Ask HN: How do you conduct take home coding exercises? - PopeDotNinja
What is your process?<p>Do you have a plan for reviewing getting results you&#x27;d like to see?<p>How much of what you ask a candidate to work on is well thought out?
======
viraptor
I quite like tests which are really open ended. If you get too specific, you
can have 3 outcomes: they did it right, they did it wrong, you did it wrong.
It seems like only the last one can lead to an interesting discussion in most
cases. And if the problem is known, you may get a googled answer instead of
real work.

I've seen a few open tests work well, but the one I created was (DevOps
skills): Read rows from CSV, write them to database, print how many were
written (in any language) - treat it as production quality app and impress us.

You can learn so much about people's approach and experience from this. Do
they do documentation, do they handle non-us-ascii characters, do they handle
errors (and how), do they create package ready for deployment, do they care
about resource usage, and loads more.

The review was pretty much: are we impressed with the quality, thought put
into it.
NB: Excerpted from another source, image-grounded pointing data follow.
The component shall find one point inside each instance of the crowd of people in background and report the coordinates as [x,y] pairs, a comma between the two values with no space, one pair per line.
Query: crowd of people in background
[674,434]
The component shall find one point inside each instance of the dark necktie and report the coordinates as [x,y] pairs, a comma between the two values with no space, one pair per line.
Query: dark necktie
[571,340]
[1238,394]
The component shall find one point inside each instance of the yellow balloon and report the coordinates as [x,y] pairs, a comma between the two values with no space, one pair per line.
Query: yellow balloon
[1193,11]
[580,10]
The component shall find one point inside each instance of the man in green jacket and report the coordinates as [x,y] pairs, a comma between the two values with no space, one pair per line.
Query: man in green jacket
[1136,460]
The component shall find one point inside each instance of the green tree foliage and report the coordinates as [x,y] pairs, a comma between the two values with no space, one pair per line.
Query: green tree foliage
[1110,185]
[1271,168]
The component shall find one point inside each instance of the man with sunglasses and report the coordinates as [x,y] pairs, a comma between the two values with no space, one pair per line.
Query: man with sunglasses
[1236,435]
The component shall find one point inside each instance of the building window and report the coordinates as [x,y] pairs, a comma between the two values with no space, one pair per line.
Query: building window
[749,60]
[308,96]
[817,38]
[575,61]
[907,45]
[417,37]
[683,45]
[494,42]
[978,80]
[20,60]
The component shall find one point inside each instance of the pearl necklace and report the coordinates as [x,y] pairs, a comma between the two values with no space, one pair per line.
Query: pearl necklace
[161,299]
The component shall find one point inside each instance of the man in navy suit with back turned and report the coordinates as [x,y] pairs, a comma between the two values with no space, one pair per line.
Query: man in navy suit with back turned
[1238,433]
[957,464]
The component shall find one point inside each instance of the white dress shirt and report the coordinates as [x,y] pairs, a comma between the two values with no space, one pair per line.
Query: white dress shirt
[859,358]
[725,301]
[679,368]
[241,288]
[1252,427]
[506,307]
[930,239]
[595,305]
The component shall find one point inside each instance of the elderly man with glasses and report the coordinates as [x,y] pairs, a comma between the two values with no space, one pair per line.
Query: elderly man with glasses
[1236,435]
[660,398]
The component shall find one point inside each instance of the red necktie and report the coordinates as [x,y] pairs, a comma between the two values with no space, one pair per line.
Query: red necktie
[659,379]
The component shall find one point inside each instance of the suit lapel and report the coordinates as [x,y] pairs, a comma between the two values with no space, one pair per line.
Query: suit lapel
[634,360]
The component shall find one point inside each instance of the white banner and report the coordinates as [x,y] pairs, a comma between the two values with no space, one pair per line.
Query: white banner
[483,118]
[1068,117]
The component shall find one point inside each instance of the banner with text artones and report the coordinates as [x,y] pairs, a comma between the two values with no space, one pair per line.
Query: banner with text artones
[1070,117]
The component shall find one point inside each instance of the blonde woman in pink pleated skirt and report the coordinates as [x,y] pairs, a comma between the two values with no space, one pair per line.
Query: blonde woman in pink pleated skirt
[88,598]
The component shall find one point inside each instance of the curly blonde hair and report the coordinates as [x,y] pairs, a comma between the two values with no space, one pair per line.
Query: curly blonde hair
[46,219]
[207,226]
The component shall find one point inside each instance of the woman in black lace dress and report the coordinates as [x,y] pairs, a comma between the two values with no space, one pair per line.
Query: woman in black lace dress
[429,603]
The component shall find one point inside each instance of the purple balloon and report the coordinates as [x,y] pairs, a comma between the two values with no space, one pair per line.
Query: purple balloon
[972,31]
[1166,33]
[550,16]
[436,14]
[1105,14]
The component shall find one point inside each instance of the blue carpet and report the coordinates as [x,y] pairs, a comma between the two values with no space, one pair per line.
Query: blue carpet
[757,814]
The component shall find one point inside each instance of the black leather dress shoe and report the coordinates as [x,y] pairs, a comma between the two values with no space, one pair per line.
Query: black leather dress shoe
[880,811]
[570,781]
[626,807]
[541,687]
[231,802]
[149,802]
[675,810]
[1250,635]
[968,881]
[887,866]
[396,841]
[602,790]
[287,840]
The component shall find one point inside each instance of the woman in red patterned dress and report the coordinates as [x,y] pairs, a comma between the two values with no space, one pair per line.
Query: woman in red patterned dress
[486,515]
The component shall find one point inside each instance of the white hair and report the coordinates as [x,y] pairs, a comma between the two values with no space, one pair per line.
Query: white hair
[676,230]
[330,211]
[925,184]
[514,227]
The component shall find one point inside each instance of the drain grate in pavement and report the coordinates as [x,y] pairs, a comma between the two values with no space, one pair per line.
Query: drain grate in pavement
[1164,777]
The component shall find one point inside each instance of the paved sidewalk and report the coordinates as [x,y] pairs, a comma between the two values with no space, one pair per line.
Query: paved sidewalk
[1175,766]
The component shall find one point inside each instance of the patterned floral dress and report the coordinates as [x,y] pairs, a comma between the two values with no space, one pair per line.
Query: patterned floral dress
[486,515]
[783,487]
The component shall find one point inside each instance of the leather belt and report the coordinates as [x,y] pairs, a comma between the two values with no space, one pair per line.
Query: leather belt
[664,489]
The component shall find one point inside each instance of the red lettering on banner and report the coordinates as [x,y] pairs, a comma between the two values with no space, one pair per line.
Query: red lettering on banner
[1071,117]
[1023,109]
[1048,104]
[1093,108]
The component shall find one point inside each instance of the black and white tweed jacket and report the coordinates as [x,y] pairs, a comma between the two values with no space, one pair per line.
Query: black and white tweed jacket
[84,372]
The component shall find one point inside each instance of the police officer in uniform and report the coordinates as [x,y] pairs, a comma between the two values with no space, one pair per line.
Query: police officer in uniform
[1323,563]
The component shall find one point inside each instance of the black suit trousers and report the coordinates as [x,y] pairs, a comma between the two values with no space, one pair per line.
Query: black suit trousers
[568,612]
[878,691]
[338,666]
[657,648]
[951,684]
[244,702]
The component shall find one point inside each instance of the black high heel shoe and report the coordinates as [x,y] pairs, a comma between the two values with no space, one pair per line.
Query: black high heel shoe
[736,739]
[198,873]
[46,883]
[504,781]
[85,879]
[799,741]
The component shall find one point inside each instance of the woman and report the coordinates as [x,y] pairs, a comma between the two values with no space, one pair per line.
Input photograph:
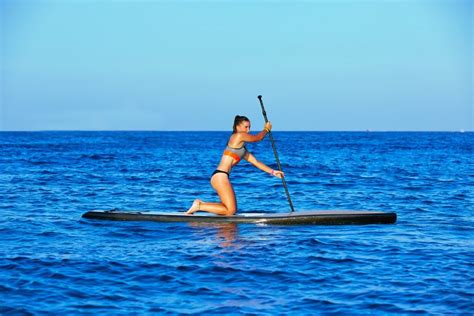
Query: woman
[233,153]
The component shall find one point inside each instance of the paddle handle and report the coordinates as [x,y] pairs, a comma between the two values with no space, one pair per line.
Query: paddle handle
[276,155]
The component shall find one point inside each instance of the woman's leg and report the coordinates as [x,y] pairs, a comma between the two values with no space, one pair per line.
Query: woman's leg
[220,182]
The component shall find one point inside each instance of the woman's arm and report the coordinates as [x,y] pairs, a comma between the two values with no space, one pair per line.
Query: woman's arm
[260,165]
We tried to assign some points to specific things, but quite often
either we got impressed by something unexpected, or choice came down to the
subjective quality.

------
quickben
Keep in mind that for some take-home is a very big no.

I mean, if I attend a full day of interviews on site, after 4-5 phone
interviews, asking me to code over the weekend after all that will just make
me wonder what's wrong with the company.